Ataque a mesquita em Kuchlak (Paquistão) deixou quatro vítimas - Banaras Khan/AFP
Ataque a mesquita em Kuchlak (Paquistão) deixou quatro vítimas Imagem: Banaras Khan/AFP

Da EFE, em Islamabad (Paquistão) e Cabul (Afeganistão)

16/08/2019 13h54

Um irmão do líder dos talibãs, o mulá Haibatullah, morreu hoje em uma explosão em uma mesquita do Paquistão, na qual também faleceram outras três pessoas, poucos dias depois de a formação insurgente e os Estados Unidos aceitar a assinatura de um acordo para buscar uma saída ao conflito no Afeganistão, segundo informaram fontes insurgentes e policiais.

A explosão aconteceu em uma mesquita situada em Kuchlak, a cerca de 25 quilômetros de distância de Quetta, disse à Agência Efe uma fonte do quartel central da polícia da cidade, Muhammed Furqan.

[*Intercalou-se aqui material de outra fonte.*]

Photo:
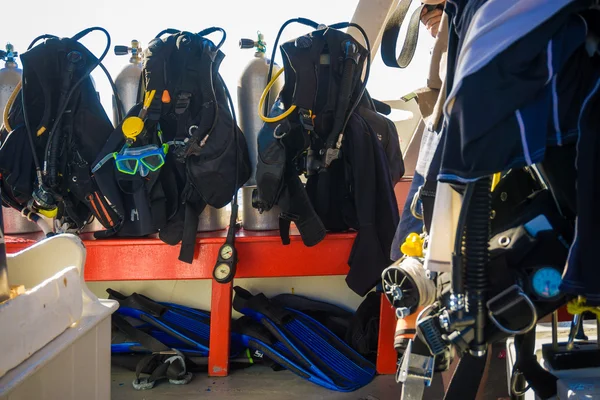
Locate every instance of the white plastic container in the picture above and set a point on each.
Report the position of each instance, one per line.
(74, 365)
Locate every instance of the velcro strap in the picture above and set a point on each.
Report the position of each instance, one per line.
(284, 229)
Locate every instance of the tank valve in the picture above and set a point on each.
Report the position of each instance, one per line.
(9, 55)
(135, 50)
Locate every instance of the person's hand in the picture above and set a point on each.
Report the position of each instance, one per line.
(431, 20)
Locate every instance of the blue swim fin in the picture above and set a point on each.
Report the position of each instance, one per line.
(303, 343)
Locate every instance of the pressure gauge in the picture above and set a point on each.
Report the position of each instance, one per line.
(545, 282)
(224, 272)
(226, 252)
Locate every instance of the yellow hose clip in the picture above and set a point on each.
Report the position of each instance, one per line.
(132, 127)
(261, 103)
(412, 246)
(9, 104)
(577, 306)
(49, 213)
(495, 180)
(148, 97)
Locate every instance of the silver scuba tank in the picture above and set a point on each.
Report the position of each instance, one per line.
(10, 76)
(128, 80)
(251, 85)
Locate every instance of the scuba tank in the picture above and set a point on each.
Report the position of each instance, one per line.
(251, 84)
(128, 80)
(10, 76)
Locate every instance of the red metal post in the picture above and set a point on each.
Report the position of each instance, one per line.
(220, 328)
(386, 354)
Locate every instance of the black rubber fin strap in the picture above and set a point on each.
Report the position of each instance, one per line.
(392, 31)
(273, 355)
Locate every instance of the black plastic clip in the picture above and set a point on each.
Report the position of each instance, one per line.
(306, 120)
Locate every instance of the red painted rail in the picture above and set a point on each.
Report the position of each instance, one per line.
(261, 255)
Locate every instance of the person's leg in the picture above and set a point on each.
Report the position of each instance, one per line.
(408, 223)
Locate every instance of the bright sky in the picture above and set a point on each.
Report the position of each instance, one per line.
(126, 20)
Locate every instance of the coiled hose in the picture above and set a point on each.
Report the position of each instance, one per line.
(477, 257)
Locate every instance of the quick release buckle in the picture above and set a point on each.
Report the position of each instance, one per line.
(507, 300)
(183, 102)
(415, 366)
(306, 120)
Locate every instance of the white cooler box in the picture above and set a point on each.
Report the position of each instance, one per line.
(54, 338)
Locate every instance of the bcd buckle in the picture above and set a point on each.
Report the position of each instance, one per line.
(506, 300)
(183, 102)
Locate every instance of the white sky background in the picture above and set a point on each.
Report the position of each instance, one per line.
(142, 20)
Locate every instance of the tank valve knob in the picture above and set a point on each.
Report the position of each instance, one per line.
(135, 50)
(10, 54)
(247, 44)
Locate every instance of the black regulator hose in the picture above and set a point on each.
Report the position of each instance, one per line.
(477, 258)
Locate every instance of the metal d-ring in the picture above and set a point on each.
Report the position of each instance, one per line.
(513, 384)
(413, 204)
(278, 136)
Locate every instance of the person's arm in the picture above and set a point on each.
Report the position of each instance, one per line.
(431, 19)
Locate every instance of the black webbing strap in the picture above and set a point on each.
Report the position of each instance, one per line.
(466, 378)
(391, 32)
(190, 228)
(542, 382)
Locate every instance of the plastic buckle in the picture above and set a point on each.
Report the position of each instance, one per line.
(289, 216)
(183, 102)
(415, 366)
(331, 155)
(306, 119)
(505, 301)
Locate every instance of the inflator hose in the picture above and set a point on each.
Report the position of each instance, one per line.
(477, 257)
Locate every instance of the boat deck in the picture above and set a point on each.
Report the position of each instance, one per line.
(261, 383)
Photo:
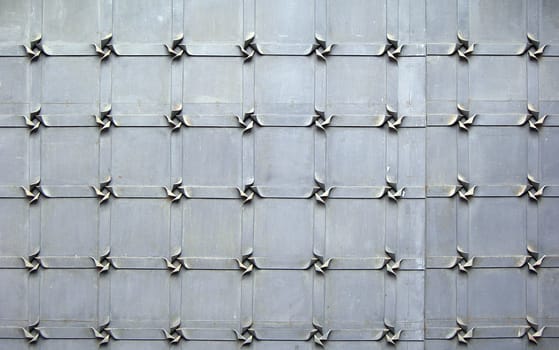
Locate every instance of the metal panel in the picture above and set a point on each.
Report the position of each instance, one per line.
(295, 174)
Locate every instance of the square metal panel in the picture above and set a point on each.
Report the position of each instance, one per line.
(213, 21)
(211, 228)
(133, 236)
(221, 147)
(69, 21)
(69, 227)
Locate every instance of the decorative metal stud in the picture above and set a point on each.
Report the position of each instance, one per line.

"Quatro pessoas morreram e outras 22 ficaram feridas na detonação de uma bomba improvisada", indicou Furqan.

Segundo a fonte, a bomba estava escondida no local desde onde o ímã dirigia a reza das sextas-feiras. "O ímã Hafiz Ahmadullah também faleceu", precisou Furqan.

O porta-voz talibã, Zabihullah Mujahid, confirmou em mensagem no Twitter a morte do ímã Ahmadullah, que foi identificado como o "irmão" do líder dos talibãs, e informou que "outros líderes" também morreram no atentado.

Nenhuma formação reivindicou por enquanto a autoria do ataque, que acontece depois que na terça-feira os talibãs anunciaram ter alcançado um acordo com os Estados Unidos para buscar uma saída a quase duas décadas de conflito no Afeganistão.

No entanto, o grupo insurgente disse que ambas as partes ainda deverão se reunir após consultas finais e a assinatura desse documento será feita diante de fiadores internacionais.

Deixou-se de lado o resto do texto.